In 2015, during National Health Center Week, Callen-Lorde was one of 266 health centers selected for Affordable Care Act funding as a federally qualified health center, for providing primary care to a medically underserved population. In a proclamation announcing these awards, President Obama declared, "This week, as we recognize the 50-year anniversary of the first community health centers being established in America, let us remember that health care is not a privilege for the few among us who can afford it, but a right for all Americans -- and let us recognize the vital role health centers across our country play in carrying us toward greater health for our people."

In 2016, Callen-Lorde opened a new center in the Bronx, at 3144 3rd Avenue, in the South Bronx neighborhood.

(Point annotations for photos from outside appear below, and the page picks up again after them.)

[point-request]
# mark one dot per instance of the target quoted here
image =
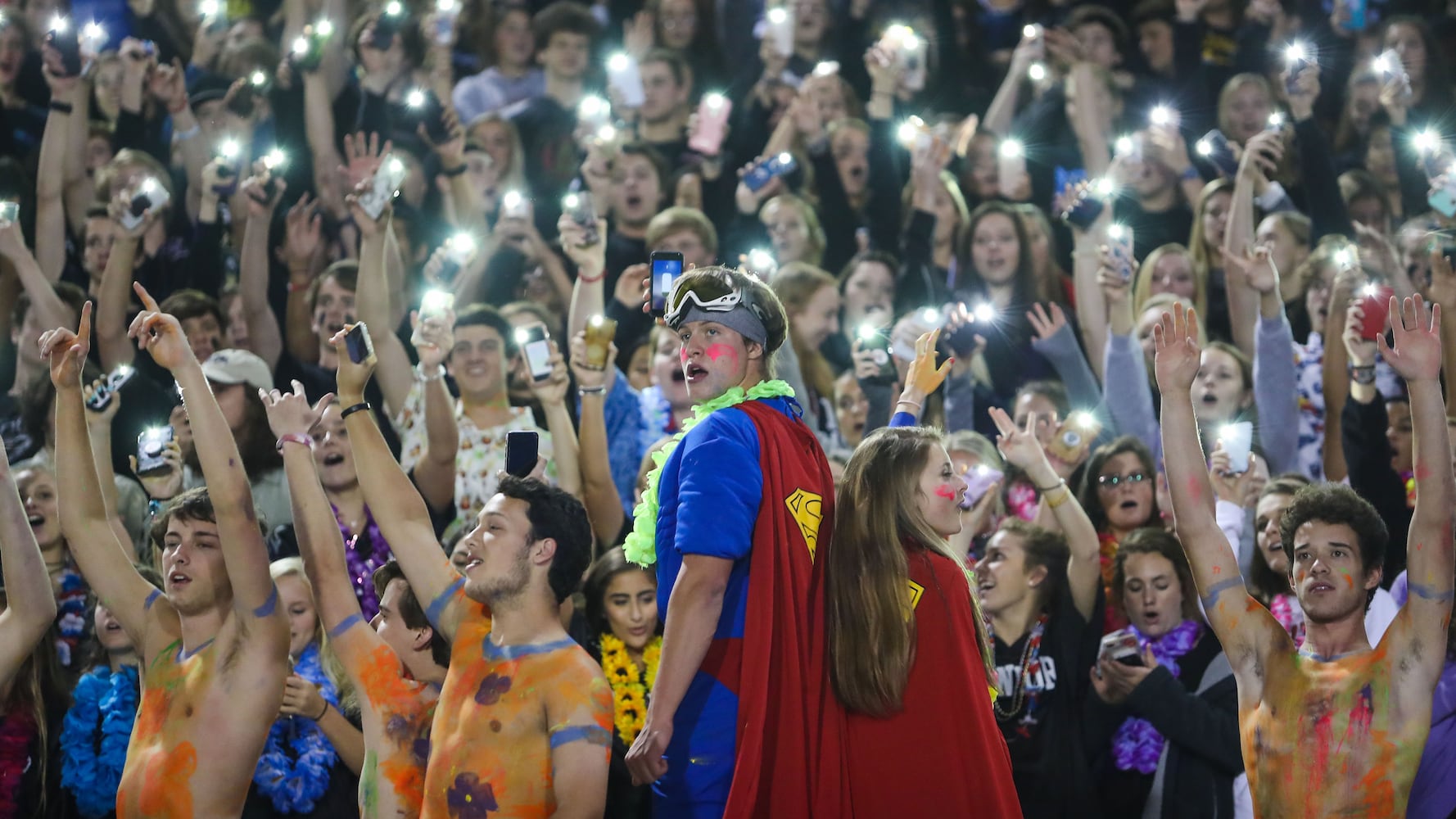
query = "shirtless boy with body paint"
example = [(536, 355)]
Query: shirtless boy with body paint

Their Brooklyn location would open in 2020 after an $18.2 million, 25,000-square-foot facility was constructed in Downtown Brooklyn, located at 40 Flatbush Avenue Extension.

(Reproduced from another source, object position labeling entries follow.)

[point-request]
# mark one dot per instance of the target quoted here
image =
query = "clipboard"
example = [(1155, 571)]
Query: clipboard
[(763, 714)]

Former director of the National Center for Immunization and Respiratory Diseases (NCIRD) Dr. Demetre Daskalakis started to serve as chief medical officer of Callen-Lorde in February 2026. He had resigned alongside at least three other former CDC senior officials in August 2025, following news of CDC director Susan Monarez's ouster by the Trump administration. In an interview the following day with The Advocate, he had said, "The CDC you knew is over" and "Unless someone takes radical action, there is nothing there that can be salvaged."

==See also==

- Michael Callen and Audre Lorde, for whom the organization is named.